Завещание Оскара Уайльда - Страница 32
Но ирония моей судьбы в том, что я сам протянул вперед руки, давая их связать. Ведь художник – не холодный исследователь; его труд отличается от труда философа и даже журналиста тем, что личность художника вторгается в творение и определяет его суть. Обнажая язвы общества, я показывал и язвы на своем собственном теле; лицемерие и тщеславие были моими грехами, и разврат был моим развратом, и бешеная радость хулы тоже была моя.

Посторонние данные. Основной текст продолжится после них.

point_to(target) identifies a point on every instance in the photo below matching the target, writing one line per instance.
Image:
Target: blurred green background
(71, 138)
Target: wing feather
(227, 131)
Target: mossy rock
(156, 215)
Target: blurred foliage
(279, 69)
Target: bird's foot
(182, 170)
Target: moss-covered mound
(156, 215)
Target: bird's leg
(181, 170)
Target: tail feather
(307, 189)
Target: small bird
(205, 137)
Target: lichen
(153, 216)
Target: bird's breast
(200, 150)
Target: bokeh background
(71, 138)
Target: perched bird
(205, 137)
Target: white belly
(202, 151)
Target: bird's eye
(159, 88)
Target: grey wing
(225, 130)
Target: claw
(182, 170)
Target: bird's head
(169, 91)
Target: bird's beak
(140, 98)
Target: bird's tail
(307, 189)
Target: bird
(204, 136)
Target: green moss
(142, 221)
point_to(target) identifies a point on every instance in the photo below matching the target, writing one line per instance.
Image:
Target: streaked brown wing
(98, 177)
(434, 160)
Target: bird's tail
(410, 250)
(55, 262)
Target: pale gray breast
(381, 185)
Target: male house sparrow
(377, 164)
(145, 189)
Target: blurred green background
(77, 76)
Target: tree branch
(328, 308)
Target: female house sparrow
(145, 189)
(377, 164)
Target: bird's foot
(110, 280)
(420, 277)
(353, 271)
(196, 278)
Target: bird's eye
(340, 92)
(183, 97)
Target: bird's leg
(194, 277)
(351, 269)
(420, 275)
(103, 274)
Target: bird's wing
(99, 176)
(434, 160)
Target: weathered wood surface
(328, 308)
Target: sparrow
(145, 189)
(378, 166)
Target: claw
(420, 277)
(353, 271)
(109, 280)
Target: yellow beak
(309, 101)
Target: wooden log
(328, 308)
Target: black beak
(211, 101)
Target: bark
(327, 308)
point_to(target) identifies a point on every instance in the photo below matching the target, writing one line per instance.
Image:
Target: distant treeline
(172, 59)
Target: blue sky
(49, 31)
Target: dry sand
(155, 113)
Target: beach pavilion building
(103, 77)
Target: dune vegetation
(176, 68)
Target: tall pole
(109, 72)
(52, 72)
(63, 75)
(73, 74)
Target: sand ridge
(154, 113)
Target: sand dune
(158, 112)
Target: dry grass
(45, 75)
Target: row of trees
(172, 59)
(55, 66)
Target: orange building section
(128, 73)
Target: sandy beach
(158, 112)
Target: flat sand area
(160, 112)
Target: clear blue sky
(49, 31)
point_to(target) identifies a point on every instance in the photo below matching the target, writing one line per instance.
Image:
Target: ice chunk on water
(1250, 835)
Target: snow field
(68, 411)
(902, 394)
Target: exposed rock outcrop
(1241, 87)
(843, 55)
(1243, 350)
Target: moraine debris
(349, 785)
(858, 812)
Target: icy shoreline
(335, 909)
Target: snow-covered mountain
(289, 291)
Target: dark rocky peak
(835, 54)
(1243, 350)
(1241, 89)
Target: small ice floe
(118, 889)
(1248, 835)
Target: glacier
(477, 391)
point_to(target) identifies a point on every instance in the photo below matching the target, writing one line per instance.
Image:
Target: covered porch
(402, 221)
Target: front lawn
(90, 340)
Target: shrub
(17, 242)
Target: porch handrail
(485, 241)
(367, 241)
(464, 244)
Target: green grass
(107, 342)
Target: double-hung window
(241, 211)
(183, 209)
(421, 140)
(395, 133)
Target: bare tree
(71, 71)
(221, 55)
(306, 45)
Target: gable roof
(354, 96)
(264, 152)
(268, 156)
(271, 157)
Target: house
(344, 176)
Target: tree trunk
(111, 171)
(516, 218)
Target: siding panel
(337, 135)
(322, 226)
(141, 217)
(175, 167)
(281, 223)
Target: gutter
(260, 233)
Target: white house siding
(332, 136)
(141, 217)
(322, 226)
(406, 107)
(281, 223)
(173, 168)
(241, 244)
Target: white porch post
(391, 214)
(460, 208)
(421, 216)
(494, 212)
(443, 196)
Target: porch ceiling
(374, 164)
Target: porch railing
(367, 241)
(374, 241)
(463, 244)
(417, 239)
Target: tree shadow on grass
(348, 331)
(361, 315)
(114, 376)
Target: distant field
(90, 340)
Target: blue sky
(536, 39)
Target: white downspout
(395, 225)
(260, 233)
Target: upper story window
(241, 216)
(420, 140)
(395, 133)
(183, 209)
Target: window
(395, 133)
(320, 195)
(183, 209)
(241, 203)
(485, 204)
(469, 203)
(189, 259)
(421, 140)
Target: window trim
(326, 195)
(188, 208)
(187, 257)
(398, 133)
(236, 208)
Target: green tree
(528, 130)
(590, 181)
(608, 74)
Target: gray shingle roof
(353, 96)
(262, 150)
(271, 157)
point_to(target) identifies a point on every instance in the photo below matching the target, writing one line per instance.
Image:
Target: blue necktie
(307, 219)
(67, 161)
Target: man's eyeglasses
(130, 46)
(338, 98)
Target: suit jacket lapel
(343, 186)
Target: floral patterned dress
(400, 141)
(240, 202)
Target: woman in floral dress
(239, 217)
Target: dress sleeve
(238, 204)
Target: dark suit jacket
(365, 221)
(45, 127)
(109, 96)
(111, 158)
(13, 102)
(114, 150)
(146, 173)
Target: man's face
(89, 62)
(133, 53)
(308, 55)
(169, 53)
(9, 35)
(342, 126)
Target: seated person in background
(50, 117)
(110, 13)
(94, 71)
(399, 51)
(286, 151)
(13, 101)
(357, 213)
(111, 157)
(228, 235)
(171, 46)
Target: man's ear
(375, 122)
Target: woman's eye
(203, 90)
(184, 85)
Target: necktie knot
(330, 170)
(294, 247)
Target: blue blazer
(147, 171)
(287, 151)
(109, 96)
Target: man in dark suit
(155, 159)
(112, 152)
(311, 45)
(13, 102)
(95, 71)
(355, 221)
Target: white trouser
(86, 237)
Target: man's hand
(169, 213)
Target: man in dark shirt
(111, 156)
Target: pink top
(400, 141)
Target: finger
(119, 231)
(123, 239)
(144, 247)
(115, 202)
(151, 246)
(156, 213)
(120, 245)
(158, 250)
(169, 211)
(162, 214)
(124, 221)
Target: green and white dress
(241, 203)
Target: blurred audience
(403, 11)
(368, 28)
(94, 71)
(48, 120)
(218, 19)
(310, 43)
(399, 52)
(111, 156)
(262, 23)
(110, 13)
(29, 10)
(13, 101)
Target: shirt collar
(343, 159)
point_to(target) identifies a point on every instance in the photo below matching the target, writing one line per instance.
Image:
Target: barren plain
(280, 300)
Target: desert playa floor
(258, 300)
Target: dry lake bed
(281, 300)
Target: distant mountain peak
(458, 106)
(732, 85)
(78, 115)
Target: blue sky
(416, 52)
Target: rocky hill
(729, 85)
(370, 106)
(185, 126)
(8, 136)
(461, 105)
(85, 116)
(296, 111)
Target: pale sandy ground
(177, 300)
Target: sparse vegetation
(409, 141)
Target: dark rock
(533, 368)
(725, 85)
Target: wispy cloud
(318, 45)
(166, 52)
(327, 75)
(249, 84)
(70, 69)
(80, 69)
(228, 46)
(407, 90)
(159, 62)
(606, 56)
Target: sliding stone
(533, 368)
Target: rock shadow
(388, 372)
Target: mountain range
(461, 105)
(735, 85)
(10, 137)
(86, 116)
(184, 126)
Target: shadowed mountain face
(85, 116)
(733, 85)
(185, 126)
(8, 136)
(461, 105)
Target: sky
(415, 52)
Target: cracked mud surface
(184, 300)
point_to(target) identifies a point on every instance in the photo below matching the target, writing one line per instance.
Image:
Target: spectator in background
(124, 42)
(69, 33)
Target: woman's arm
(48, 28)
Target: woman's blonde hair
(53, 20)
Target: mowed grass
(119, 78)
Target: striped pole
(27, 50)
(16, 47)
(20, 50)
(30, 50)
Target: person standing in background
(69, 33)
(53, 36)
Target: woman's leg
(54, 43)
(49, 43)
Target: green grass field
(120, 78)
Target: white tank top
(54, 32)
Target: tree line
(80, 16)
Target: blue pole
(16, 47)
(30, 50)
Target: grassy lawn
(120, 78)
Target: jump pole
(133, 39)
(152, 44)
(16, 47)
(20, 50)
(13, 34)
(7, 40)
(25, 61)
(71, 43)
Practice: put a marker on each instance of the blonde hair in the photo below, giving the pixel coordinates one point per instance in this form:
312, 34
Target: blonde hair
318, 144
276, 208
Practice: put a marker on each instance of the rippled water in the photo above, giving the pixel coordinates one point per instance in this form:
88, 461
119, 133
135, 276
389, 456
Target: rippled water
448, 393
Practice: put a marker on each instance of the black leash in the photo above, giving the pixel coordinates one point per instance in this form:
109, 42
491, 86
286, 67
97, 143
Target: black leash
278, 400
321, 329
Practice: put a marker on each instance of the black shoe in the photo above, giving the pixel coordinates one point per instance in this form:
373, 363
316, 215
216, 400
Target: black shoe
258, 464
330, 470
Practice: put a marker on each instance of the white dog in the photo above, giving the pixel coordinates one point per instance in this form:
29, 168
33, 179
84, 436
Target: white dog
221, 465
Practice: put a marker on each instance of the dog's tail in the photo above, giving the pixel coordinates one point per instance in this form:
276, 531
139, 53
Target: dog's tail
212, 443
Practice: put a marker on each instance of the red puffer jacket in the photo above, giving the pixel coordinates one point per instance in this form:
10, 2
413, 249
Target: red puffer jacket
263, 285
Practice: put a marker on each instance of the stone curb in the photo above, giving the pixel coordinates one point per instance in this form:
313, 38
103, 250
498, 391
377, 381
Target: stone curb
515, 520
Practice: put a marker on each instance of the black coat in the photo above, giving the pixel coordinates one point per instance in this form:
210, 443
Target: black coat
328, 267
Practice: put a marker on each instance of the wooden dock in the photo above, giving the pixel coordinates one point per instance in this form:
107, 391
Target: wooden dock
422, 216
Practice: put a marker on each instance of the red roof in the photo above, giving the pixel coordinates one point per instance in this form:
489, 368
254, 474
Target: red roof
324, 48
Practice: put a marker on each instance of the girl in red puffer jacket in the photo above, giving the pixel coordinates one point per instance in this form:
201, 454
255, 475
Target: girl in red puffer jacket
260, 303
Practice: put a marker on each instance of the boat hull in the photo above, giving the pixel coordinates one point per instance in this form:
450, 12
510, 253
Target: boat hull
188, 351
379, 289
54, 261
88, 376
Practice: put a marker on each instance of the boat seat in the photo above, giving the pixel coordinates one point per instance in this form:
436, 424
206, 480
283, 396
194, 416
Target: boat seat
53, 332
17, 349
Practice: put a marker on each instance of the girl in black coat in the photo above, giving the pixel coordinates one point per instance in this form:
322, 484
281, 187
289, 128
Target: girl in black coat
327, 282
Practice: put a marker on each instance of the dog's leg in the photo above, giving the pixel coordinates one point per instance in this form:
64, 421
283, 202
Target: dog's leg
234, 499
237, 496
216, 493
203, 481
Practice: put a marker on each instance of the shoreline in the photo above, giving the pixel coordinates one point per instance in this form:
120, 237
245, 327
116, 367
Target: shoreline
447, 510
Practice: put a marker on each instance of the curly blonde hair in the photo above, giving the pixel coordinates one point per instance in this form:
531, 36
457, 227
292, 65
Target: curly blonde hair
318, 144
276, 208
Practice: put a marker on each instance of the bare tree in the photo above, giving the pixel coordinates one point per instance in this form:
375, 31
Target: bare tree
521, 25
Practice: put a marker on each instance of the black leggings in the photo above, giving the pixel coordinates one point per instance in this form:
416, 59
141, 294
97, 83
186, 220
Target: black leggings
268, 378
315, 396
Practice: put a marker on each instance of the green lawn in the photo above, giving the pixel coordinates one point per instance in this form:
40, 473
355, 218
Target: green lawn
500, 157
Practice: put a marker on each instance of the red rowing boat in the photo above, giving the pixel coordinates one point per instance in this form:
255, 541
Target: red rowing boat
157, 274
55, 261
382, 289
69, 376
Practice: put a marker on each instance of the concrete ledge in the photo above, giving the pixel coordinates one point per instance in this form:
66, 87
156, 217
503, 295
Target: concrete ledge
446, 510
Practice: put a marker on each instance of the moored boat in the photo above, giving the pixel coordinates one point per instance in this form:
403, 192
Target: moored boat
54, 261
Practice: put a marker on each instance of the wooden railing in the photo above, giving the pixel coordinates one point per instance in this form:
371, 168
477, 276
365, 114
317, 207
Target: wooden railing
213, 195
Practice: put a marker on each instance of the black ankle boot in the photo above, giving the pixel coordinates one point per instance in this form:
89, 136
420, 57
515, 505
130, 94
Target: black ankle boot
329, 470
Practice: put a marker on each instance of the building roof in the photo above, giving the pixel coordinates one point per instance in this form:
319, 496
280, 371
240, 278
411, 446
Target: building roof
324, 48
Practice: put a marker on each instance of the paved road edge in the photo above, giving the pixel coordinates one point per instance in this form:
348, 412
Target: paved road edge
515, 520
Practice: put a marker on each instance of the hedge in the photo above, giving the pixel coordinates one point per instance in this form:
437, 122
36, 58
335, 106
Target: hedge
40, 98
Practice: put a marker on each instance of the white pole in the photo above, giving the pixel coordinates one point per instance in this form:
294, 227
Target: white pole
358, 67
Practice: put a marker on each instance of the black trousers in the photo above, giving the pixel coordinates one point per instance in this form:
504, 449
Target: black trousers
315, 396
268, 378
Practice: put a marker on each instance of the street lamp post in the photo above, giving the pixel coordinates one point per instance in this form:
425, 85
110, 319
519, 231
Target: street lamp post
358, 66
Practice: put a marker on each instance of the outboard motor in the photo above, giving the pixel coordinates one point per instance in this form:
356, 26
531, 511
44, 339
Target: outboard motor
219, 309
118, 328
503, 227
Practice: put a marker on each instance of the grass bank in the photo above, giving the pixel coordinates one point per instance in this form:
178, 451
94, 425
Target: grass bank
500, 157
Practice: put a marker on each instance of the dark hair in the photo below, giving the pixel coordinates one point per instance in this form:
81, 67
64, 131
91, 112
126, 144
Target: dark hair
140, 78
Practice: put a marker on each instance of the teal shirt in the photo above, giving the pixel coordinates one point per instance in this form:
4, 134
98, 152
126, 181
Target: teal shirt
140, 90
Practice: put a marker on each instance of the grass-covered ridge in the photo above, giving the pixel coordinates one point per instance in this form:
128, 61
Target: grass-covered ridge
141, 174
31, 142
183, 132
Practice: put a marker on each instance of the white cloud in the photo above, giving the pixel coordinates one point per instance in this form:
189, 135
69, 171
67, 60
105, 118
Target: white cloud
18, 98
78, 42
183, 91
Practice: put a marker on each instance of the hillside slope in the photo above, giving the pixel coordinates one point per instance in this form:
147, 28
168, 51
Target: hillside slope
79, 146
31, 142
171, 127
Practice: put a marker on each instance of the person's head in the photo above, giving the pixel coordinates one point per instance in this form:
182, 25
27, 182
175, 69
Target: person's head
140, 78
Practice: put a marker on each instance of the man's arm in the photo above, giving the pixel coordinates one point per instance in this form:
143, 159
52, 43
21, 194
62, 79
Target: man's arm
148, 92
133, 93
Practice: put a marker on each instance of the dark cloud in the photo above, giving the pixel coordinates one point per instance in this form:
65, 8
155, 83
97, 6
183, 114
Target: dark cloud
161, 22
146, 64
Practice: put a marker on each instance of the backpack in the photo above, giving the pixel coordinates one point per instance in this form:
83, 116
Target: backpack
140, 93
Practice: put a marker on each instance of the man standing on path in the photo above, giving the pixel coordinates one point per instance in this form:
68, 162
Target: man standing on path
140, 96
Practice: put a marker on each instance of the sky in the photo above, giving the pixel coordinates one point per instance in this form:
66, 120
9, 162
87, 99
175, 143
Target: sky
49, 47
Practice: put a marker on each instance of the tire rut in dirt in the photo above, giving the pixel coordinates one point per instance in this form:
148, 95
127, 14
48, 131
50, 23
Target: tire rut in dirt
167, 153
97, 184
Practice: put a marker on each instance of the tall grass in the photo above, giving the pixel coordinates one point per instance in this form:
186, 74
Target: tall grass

Жена, конечно, ни о чем подобном не догадывалась, и я не мог быть рядом с ней, когда она читала мои книги; все, что она говорила, я мог истолковать как восхищение верной супруги, но я видел ее смятение. Впрямую она стала показывать, что уязвлена, лишь когда я начал писать о браке. Она призналась мне, что плакала, читая иные мои страницы на эту тему – например, об обмане, сопровождающем даже безупречное супружество, – но, ослепленный своим даром, я пропустил ее слова мимо ушей. Она отдавала безусловное предпочтение историям из «Гранатового домика», которые с небольшими изъятиями читала детям. Кажется, она даже ухитрялась извлекать из них мораль: где я видел лишь ужас, лишь хрупкость мимолетного бытия, она находила и любовь, и красоту. Очень на нее похоже.
Истории эти, однако, почти никем не были замечены. Публика, знавшая меня как автора скандальной книги, ждала либо развлечения, либо нового скандала. И я с успехом оправдывал ее ожидания: едва закончив свою первую комедию, «Веер леди Уиндермир», я принялся за «Саломею». Хотя они выдержаны в различных стилях – я не случайно написал «Саломею» по-французски, ведь мои серьезные персонажи думают именно на этом языке, – они не так уж различаются по чувству. Мне всегда хотелось, чтобы на них смотрели одинаково: обе пьесы – сверкающие позолотой творения, где актеры вместо классических масок прикрывают лица безупречными фразами. Вот и вся разница.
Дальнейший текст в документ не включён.